What are the Types of Cryptocurrency Wallets?
The two main types of cryptocurrency wallets are hot wallets and cold wallets.
- Hot wallets are wallets that are either stored online or on your computer. Hot wallets are not always as secure, as they normally are operated by a third party (for example, a crypto exchange) and can be potentially accessed from any device with an internet connection. Hot wallets can also be applications on mobile devices such as tablets and smartphones. Some desktop computer hot wallets can only be accessed on the computer which it was downloaded to.
- Cold wallets are offline and can be either hardware devices or printed paper. For hardware device wallets, they are usually in the form of a USB stick and contain the cryptocurrency account’s keys. Paper wallets have the crypto account QR code, wallet address, and keys printed on paper and can be used to access your cryptocurrency on its blockchain.
Cold wallets are normally used by those who want to hold cryptocurrencies for an extended period of time and who are concerned about any third-party involvement with their wallet.
What is a Public and Private Key?
Cryptocurrency wallets involve both public and private keys.
A public key is a unique string of numbers and letters which is compressed and shortened (by what is called a hash algorithm) to form a wallet’s address, something that can be shared with anyone from whom you want to receive a particular cryptocurrency payment. The sharing of a wallet address does not give anyone any special access to your crypto, nor would anyone be able to derive your name and/or information simply by having the wallet address.
A private key is paired to your public key and is used to unlock an account to prove ownership and perform transactions. In a blockchain, private keys are actually generated first, then an associated public key, then a hashed (shortened version) of the public key which is the wallet’s public address.
You can think of a private key as a password on a PIN. Private keys can come in different forms (i.e., a 64-digit code, QR code, or mnemonic phrase) but are always very large numbers that are impossible to guess.
Private keys should never be shared, as possession of the private keys are essentially equivalent to ownership. Anyone who has your private and public keys can access and transact from your blockchain account.
Do I Have to Have a Cryptocurrency Wallet?
Yes, you do. Without private keys that give you access to a blockchain address, there is no way for you to access your cryptocurrency holdings.
Can I Just Hold my Crypto on an Exchange?

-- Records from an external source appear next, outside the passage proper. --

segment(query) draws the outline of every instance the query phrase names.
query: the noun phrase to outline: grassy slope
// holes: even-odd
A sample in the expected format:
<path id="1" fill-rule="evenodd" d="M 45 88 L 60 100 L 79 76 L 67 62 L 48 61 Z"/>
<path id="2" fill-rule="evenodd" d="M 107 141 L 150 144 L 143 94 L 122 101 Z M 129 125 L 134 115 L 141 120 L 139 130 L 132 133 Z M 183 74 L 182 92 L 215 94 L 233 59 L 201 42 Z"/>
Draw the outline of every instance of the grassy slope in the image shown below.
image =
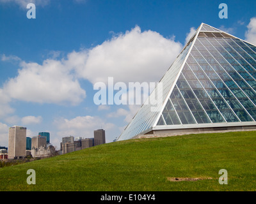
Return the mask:
<path id="1" fill-rule="evenodd" d="M 26 183 L 30 168 L 35 185 Z M 167 180 L 175 177 L 213 179 Z M 0 191 L 255 190 L 255 131 L 131 140 L 0 169 Z"/>

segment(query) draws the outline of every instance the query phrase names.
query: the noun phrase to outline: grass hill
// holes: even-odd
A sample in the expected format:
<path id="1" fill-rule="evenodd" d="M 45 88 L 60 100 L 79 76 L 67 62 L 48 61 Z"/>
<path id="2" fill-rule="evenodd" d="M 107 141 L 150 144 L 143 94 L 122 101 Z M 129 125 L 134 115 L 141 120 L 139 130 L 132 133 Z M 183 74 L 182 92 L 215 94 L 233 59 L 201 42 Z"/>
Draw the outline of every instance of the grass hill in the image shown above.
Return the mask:
<path id="1" fill-rule="evenodd" d="M 130 140 L 0 169 L 0 191 L 255 190 L 255 131 Z"/>

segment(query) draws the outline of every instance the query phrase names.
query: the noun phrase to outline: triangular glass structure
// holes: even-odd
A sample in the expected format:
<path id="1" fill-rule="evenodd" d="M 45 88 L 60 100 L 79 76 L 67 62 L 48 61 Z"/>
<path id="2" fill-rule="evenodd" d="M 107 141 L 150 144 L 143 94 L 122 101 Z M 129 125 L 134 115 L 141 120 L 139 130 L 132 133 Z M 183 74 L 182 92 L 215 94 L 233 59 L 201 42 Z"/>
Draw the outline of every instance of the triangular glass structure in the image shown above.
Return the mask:
<path id="1" fill-rule="evenodd" d="M 256 126 L 252 44 L 202 24 L 160 82 L 161 103 L 154 111 L 143 104 L 118 140 L 173 129 Z"/>

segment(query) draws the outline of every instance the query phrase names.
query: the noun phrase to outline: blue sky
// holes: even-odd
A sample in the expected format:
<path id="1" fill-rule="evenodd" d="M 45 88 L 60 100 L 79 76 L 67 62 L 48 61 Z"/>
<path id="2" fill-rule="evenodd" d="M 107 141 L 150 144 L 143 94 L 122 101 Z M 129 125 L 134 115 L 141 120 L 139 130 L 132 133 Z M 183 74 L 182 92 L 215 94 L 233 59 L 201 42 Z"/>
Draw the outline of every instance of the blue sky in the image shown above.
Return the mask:
<path id="1" fill-rule="evenodd" d="M 158 82 L 202 22 L 255 44 L 255 1 L 0 0 L 0 146 L 14 125 L 58 147 L 99 128 L 112 142 L 140 105 L 95 105 L 95 83 Z"/>

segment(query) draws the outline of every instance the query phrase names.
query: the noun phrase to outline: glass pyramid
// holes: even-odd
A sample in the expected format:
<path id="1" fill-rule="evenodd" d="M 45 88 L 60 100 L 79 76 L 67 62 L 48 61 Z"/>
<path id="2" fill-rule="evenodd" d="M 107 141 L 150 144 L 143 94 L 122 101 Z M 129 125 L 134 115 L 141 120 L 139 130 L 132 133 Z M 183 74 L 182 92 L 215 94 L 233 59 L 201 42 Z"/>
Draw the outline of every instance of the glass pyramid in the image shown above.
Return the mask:
<path id="1" fill-rule="evenodd" d="M 143 104 L 118 140 L 157 131 L 256 126 L 252 44 L 202 24 L 160 82 L 156 110 Z"/>

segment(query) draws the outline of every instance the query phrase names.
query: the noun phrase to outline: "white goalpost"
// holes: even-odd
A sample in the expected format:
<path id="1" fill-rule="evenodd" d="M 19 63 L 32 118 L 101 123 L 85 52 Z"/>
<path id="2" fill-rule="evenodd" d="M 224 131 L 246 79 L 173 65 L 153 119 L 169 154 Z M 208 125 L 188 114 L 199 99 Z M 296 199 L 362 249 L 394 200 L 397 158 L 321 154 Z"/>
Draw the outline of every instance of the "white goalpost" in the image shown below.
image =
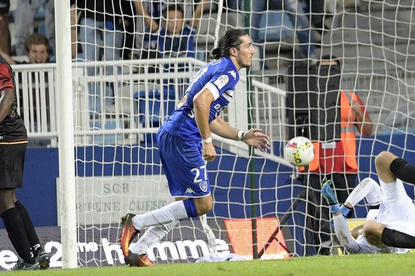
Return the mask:
<path id="1" fill-rule="evenodd" d="M 306 113 L 317 115 L 314 119 L 318 121 L 340 106 L 335 101 L 326 105 L 327 88 L 311 89 L 312 78 L 316 81 L 324 78 L 320 71 L 303 74 L 290 71 L 290 66 L 314 68 L 324 55 L 341 61 L 339 90 L 351 91 L 362 99 L 374 126 L 369 136 L 358 133 L 357 181 L 377 177 L 374 161 L 381 150 L 414 160 L 412 1 L 360 0 L 350 6 L 326 1 L 315 11 L 313 7 L 290 6 L 289 0 L 281 5 L 270 3 L 265 9 L 257 1 L 213 0 L 197 28 L 190 28 L 194 34 L 182 30 L 167 33 L 164 39 L 160 32 L 149 30 L 133 0 L 121 0 L 120 7 L 112 8 L 116 17 L 106 10 L 96 14 L 95 21 L 89 17 L 88 8 L 79 6 L 83 1 L 75 1 L 78 6 L 71 8 L 69 1 L 64 2 L 55 1 L 59 20 L 54 72 L 59 150 L 57 185 L 61 196 L 57 213 L 64 268 L 123 265 L 118 241 L 121 217 L 173 201 L 156 133 L 192 77 L 210 61 L 209 51 L 228 28 L 246 30 L 256 53 L 252 68 L 240 72 L 235 99 L 222 116 L 239 129 L 262 129 L 271 138 L 271 150 L 262 153 L 243 143 L 214 136 L 218 156 L 208 165 L 214 208 L 201 220 L 180 221 L 149 248 L 151 261 L 193 262 L 213 253 L 236 253 L 247 259 L 287 259 L 317 253 L 321 244 L 314 237 L 324 230 L 316 233 L 313 224 L 325 219 L 315 217 L 310 210 L 307 170 L 299 171 L 284 160 L 284 147 L 292 138 L 290 128 L 303 125 L 289 116 L 306 106 Z M 162 27 L 168 17 L 163 11 L 176 2 L 182 5 L 184 21 L 190 21 L 201 1 L 142 1 Z M 79 16 L 69 24 L 71 12 Z M 313 21 L 316 17 L 322 20 L 322 27 L 316 26 L 318 20 Z M 71 30 L 76 30 L 72 41 Z M 181 46 L 185 41 L 188 47 Z M 71 45 L 77 53 L 71 63 Z M 178 52 L 174 53 L 174 45 Z M 23 69 L 15 71 L 18 77 L 25 73 Z M 293 88 L 289 81 L 298 82 Z M 296 90 L 299 84 L 307 89 Z M 300 92 L 308 101 L 318 99 L 318 105 L 289 104 L 289 95 Z M 313 124 L 306 126 L 324 132 L 326 125 L 334 123 Z M 367 209 L 360 204 L 355 211 L 362 217 Z M 334 240 L 328 247 L 338 253 Z"/>

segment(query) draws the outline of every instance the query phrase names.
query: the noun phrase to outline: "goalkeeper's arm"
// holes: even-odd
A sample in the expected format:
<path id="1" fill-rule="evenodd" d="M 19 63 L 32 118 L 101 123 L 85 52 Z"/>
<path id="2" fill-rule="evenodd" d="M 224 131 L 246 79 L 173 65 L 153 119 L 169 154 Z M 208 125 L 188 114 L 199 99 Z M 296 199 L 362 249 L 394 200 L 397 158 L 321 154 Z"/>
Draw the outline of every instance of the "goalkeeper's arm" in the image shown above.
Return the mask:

You can certainly hold your crypto on an exchange but must understand that the exchange would then be the custodians of your crypto.
Exchanges are businesses which allow customers access to buying, selling, and trading of cryptocurrencies, generally with some type of fiat on-ramp or off-ramp. They are privately run and though you may have access to your funds through a username and password on the site, the security of the large amounts of cryptocurrency that the site custodies is not in your control.
If the exchange is not reputable and not insured, internal security failures or external hacks can result in your funds being lost. For this reason, many people choose to store access to their cryptocurrency on ‘offline’ wallets.
Does Each Cryptocurrency Need a Different Wallet?
No. There are some cryptocurrency wallets that are able to access multiple different cryptocurrencies and blockchains. For instance, the hardware wallet Ledger Nano X can directly support multiple different cryptocurrencies.
What is the Best Cryptocurrency Wallet?
That question must be answered by whoever is holding the crypto!
If security is your number one concern and you want to be solely responsible for your holdings, a cold, paper wallet may be best. However, this brings up concerns as well, as many people question where to safely store the paper (Safe deposit box? Under a mattress?).
Hot wallets and applications can provide much easier access, but just like a bank or equity account, one must have confidence in any third-party involvement.
There is no right or wrong answer… it depends on the needs, the preferences, and the risk tolerance of the holder.